PS: Hat jem. das mit den automatischen Kernelbuilds schonmal ausprobiert? Würde mich mal interessieren

----------

## AkR0N

Da ich mir gestern den Spass mit der Neuinstallation zwecks Test gegönnt hab, berichte ich jetzt mal einfach der Reihe nach. 

Was haben wir neues? Aja, Binaries schon auf der CD. Anleitung 1:1 befolgt, Packages im richtigen Ordner. Nur benutzt hat er sie auf Teufel komm raus _nicht_. Selbst nach mehrfachem studieren von "man emerge" liess sich nichts 

machen. Schade. 

Weiter ging es dann mit einer Standart-Stage3-Installation, in der ich bewusst nichts an den Flags geändert hab. Klappte soweit ohne Ärger, System lies sich starten - aber:

genkernel - ist zwar ganz brauchbar fuer jemand der _überhaupt_ nicht weiss, wie man einen Kernel baut, hat aber zwei entscheidenden Haken: Alle Patches sind im fertigen Kernel deaktiviert, Prozessor ist auf 386er gestellt, trotz athlon-xp-cd.
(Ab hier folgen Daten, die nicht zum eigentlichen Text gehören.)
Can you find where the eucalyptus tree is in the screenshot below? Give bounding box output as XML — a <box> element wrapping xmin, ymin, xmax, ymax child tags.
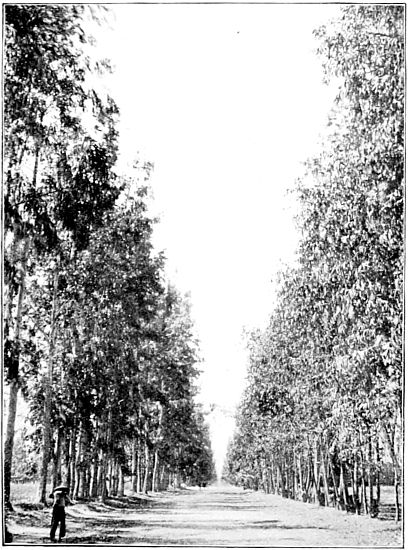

Auch etwas gewöhnungsbedürftig: die modules.autoload ist jetzt in einem seperaten Ordner und dort in 2.4er & 2.5er Kernel unterteilt. 

Bis hierher hatte ich meine Nerven behalten. Selbige verlor ich dann nach einem "emerge fluxbox mozilla". X lief zwar, aber die Fluxbox-Themes hatten schreckliche Farbverzerrungen, Mozilla ebenfalls. Mein letzter Versuch war, mir en aktuellere Box _ohne_ Portage zu basteln, diese hat dann aber schon  

beim starten ohne aussagekraeftige Logs versagt. 

Fazit: Schnauze voll, Platte formatiert, Stage1 der rc4 läuft just in diesem Moment.  

Bleibt abschliessend nur noch zu bemerken, das mir weder Gentoo noch Linux im allgemeinen fremd ist. Eine Stage1-Installation mit allem drum und dran (sprich USE-Flags, CFlags usw.) hätte vielleicht keine Probleme verursacht. Das Ziel des Releases sollte aber offensichtlich eine "anwenderfreundliche" Version sein, in meinen Augen ging der Schuss aber nach hinten los.   :Confused: 

----------